Today’s guest post is from Cuban writer, photographer and blogger, Orlando Luis Pardo Lazo.
Our Vargas Llosa who art in Nobel…
by Orlando Luis Pardo Lazo
I came to Mario Vargas Llosa late in life, thanks to a mention of him in a short story written by Senal Paz, which Paz later adapted for the script of the Cuban film Strawberry and Chocolate.
Dramaturgically, even within the script, all the chatter about Cuban censorship always seemed ridiculous to me, a sign of more of ignorance than intolerance. Not on the part of Senal Paz, of course, but by our nationalized cultural establishment. A system that at the turning of the new century, and new millennium, is still atoning for its sins of the ’70s.
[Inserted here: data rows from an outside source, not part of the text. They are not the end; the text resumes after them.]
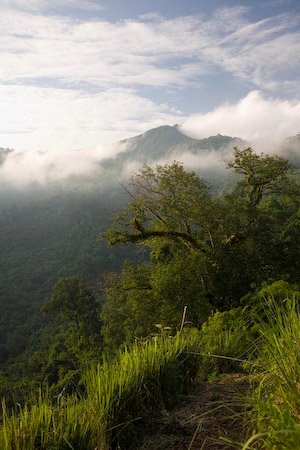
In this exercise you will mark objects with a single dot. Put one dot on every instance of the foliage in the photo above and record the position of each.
(121, 395)
(276, 401)
(207, 251)
(227, 342)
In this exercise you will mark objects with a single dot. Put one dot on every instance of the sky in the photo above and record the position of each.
(78, 75)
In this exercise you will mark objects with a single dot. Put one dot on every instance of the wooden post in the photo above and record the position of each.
(183, 319)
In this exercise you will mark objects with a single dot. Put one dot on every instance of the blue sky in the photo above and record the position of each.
(82, 74)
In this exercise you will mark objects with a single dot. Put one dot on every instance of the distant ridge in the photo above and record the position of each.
(166, 142)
I am referring not only to the narrative of Vargas Llosa, which would be perfectly digestible for local publishers (a narrative that goes from brilliant to conservative without ever taking on the tone of a pamphlet), but his thoughtful prose; this exquisite essayist, more than mortified at the Marxist idiots of the island proletariat, could never be branded a “reactionary” and much less a “rightest” (not forgetting that the reactionary right, in addition to the disasters it shares with the “left” and its “revolutionaries,” has also played many worthy roles in contemporary history).
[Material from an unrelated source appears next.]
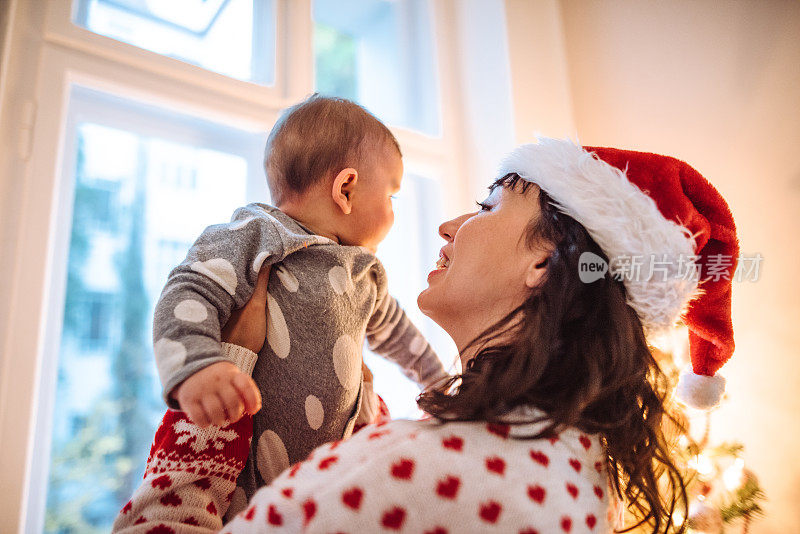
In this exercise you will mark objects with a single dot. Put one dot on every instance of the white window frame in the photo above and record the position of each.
(69, 55)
The important thing is that Mario Vargas Llosa survived the powerful prejudices against his “eternal candidacy” at the Academy in Stockholm, until now when he was awarded the 2010 Nobel Prize in Literature. Hallelujah for the man from Arequipa! Those of us who are going to read you again, salute you…
Beyond the Peruvian presidential episode (just another part of the latin soap opera, or perhaps the Ladino American one); setting aside the jealous punch in the face dealt to Gabriel Garcia Marquez in February 1976; discounting his island illusions of one or another slogan within the Cuban Revolution (smart intellectuals are converted by definition); Varga Llosa has been a gallant gladiator. An inveterate polemicist against all odds. A humanist heretic against the fires the ideological inquisition. A light in the times of the blackouts. A committed writer, save with the idiotic notion of the “committed writer.” An incorruptible comrade, despite other complicit comrades. An old-fashioned liberal, despite the neoliberals. A man of rebel rhetoric who one day said No.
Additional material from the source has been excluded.